This event is a part of the "Best Practices for HPC Software Developers" webinar series, produced by the IDEAS Productivity Project. The HPC Best Practices webinars address issues faced by developers of computational science and engineering (CSE) software on high-performance computers (HPC) and occur approximately monthly.
|Webinar Title||Testing Fortran Software with pFUnit|
|Date and Time||2019-04-10 01:00 pm EDT|
|Presenter||Thomas Clune (NASA Goddard Space Flight Center)|
|Registration, Information, and Archives||https://ideas-productivity.org/events/hpc-best-practices-webinars/#webinar028|
Webinars are free and open to the public, but advance registration is required through the Event website. Archives (recording, slides, Q&A) will be posted at the same link soon after the event.
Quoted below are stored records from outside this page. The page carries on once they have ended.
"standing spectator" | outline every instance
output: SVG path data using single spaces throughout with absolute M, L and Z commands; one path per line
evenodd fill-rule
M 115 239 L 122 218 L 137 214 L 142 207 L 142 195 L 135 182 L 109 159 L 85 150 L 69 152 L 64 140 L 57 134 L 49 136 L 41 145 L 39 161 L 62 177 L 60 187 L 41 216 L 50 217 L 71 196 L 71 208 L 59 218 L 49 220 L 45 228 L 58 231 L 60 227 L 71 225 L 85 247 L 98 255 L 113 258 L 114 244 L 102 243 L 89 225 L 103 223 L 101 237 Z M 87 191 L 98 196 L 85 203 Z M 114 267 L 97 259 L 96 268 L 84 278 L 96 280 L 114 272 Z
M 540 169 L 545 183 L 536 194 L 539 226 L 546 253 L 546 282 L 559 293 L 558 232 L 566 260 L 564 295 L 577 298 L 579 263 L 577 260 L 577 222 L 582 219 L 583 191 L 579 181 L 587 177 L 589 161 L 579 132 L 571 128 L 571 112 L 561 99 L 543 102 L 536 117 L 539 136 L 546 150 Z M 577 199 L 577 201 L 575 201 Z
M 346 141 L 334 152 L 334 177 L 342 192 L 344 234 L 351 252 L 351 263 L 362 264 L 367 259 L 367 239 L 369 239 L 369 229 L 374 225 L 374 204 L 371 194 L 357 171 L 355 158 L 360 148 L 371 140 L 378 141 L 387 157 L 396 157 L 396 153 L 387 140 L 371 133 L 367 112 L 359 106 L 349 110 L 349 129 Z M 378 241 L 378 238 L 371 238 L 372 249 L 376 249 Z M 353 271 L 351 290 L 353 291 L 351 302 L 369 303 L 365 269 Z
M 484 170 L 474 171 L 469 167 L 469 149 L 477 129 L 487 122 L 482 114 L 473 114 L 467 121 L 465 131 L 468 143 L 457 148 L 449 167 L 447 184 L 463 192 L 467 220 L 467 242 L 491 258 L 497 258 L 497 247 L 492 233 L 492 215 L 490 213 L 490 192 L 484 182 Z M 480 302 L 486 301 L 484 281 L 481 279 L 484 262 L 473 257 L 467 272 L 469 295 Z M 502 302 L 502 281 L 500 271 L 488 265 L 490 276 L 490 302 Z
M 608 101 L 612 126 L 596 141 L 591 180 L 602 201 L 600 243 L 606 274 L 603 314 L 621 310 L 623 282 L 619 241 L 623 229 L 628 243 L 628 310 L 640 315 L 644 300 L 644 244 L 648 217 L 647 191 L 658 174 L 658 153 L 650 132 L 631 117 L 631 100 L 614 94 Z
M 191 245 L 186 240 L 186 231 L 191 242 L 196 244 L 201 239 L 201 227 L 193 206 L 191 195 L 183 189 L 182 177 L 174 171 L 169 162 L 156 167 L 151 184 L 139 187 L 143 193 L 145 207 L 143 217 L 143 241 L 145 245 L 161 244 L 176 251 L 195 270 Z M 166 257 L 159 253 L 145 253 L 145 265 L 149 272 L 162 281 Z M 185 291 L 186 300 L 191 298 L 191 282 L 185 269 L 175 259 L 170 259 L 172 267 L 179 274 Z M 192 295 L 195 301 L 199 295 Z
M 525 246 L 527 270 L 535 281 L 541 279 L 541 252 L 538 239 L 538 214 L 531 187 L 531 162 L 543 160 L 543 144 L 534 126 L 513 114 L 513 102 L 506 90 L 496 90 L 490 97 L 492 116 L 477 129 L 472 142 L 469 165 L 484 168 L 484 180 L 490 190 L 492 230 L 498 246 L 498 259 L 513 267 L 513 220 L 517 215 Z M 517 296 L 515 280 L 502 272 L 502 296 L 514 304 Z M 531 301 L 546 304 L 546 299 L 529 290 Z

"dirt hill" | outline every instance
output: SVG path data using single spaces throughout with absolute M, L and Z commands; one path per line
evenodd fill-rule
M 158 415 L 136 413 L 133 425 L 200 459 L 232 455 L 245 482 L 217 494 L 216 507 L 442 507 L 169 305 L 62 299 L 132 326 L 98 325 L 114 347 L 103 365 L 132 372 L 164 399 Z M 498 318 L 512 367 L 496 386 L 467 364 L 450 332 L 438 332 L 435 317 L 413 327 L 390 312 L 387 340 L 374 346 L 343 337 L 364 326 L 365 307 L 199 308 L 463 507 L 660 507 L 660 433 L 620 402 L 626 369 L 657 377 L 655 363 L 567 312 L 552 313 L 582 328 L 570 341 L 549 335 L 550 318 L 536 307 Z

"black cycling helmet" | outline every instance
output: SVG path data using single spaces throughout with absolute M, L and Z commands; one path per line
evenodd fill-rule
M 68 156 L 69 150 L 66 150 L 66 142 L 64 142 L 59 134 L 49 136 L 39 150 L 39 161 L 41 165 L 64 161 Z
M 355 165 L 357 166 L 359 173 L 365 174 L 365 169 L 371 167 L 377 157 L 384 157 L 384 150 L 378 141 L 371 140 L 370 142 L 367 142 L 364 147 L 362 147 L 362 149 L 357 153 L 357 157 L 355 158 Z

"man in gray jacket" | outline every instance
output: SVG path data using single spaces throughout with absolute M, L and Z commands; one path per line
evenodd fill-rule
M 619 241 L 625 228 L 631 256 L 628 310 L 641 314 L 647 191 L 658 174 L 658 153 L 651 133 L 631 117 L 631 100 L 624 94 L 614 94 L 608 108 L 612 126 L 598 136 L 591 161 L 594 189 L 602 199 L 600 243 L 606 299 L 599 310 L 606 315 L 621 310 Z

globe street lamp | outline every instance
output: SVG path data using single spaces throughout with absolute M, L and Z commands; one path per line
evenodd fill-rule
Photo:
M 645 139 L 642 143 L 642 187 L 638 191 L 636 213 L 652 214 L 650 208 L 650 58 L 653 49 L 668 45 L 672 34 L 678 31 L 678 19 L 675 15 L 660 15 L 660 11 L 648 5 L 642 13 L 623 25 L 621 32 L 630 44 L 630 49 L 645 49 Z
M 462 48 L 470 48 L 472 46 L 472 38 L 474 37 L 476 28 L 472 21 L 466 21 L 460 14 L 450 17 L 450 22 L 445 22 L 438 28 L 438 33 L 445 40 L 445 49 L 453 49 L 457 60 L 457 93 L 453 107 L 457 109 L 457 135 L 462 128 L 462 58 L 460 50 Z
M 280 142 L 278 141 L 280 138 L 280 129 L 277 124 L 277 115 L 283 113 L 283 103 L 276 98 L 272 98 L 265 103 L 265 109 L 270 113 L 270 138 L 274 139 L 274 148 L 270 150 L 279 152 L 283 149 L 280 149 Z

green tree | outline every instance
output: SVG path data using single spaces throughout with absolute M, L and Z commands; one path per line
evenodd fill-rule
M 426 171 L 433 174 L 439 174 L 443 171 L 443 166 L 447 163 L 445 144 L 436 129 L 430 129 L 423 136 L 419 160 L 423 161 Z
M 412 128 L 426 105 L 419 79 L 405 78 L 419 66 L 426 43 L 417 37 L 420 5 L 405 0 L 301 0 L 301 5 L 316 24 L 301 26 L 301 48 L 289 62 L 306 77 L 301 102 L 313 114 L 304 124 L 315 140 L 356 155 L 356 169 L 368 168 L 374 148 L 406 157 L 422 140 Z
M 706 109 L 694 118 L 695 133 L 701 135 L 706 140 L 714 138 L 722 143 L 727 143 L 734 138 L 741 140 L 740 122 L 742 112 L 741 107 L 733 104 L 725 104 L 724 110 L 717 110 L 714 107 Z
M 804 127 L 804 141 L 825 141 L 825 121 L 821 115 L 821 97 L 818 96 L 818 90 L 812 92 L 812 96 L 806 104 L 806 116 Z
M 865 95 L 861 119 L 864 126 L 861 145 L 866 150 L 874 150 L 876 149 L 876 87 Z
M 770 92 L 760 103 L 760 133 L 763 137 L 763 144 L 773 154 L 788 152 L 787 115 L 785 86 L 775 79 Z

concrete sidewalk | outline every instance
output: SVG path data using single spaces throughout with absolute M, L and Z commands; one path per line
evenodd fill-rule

Over the past two decades, the emergence of highly effective software testing frameworks has greatly simplified the development and use of unit tests and has led to new software development paradigms such as test driven development (TDD). However, technical computing introduces a number of unique testing challenges, including distributed parallelism and numerical accuracy. This webinar will begin with a basic introduction to the use of pFUnit to develop tests for MPI+Fortran software and then present some of the new capabilities in the latest release. We will also discuss some specialized methodologies for testing numerical algorithms and speculate about future framework capabilities that may improve our ability to test at exascale.
Dr. Thomas Clune currently serves as the Lead for the Software Integration Team within the Global Modeling and Assimilation Office at NASA’s Goddard Space Flight Center and also as NASA’s representative on the Fortran Standards Committee. Much of his recent activities have been focused on leveraging object-oriented features of modern Fortran to provide Fortran developers with analogs of useful capabilities available in other software communities. His open source projects include pFUnit (parallel unit testing for Fortran), gFTL (poor-man’s container templates for Fortran), fArgParse (command line processing), and pFlogger (an MPI-enhanced analog of Python’s logging package).